METADE DO CAMINHO: ENTRE DESLOCAMENTOS, INQUIETAÇÕES E COMPROMISSOS
Chegar ao meio da disciplina de
Tecnologias Digitais no Ensino não me coloca em um ponto de chegada, mas em um
território de deslocamento. Ao revisitar as atividades já postadas em meu
e-portfólio, percebo que o mais significativo não foi o acúmulo de conteúdos,
mas as fissuras que se abriram no meu modo de pensar a docência, a aprendizagem
e o papel das tecnologias.
Se, no início, minha relação com as
tecnologias digitais ainda carregava traços de um uso mais instrumental, como
suporte, mediação técnica ou organização de conteúdos, hoje reconheço um
movimento de transição para uma compreensão mais complexa e crítica.

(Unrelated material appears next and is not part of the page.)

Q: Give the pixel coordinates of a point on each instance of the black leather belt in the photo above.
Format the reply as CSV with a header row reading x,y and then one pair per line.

Nesse percurso, a dinâmica do PBL tem
sido um dos maiores desafios e, ao mesmo tempo, uma potente provocação. Assumir
uma postura ativa, argumentar com base em evidências e sustentar
posicionamentos teóricos exige um rigor que vai além da leitura: exige
implicação. Reconheço que nem sempre chego completamente preparada como
gostaria, mas também identifico avanços na minha capacidade de problematizar,
de tensionar ideias e de sair do conforto do senso comum. Há um movimento em
curso, ainda em construção, de me posicionar como pesquisadora que não apenas
consome conhecimento, mas o interroga.
Ao olhar para o meu portfólio, percebo
que ele começa a deixar de ser um espaço meramente descritivo para se tornar um
território de reflexão. Ainda há momentos em que a escrita se aproxima de um
registro mais protocolar, mas já identifico a presença de dúvidas, inquietações
e tentativas de elaboração teórica. Talvez esse seja o sinal mais importante: o
portfólio já não é apenas um repositório, mas um espaço de diálogo comigo
mesma.
Contudo, este exercício de autoavaliação
também evidencia lacunas. Ainda preciso avançar na densidade das leituras, na
articulação mais consistente entre teoria e prática e, principalmente, por ter
como base intelectual a postura objetiva da área da saúde, busco a coragem
intelectual de expor minhas fragilidades e hipóteses inacabadas. Participar
mais ativamente das discussões, aprofundar referências e sustentar argumentos
com maior rigor são movimentos que se impõem como necessários para a segunda
metade da disciplina.
Assim, meu compromisso daqui em diante é
claro: assumir uma postura ainda mais investigativa, ampliar minha participação
no PBL com base em evidências teóricas e transformar meu portfólio em um espaço
vivo de pensamento, onde o inacabamento não seja ocultado, mas reconhecido como
parte essencial do processo formativo.
Se
o portfólio é, de fato, o espelho do meu crescimento como pesquisadora, o que
ele reflete neste momento não é uma imagem pronta, mas um processo em movimento,
marcado por rupturas, aprendizados e, sobretudo, pela disposição de continuar
me transformando.
Muito forte como você assume o deslocamento como parte central da aprendizagem, e não como sinal de fragilidade. Gostei de como você transforma o portfólio em espaço de diálogo e não apenas de registro, assim a reflexão tem densidade, autocrítica e direção.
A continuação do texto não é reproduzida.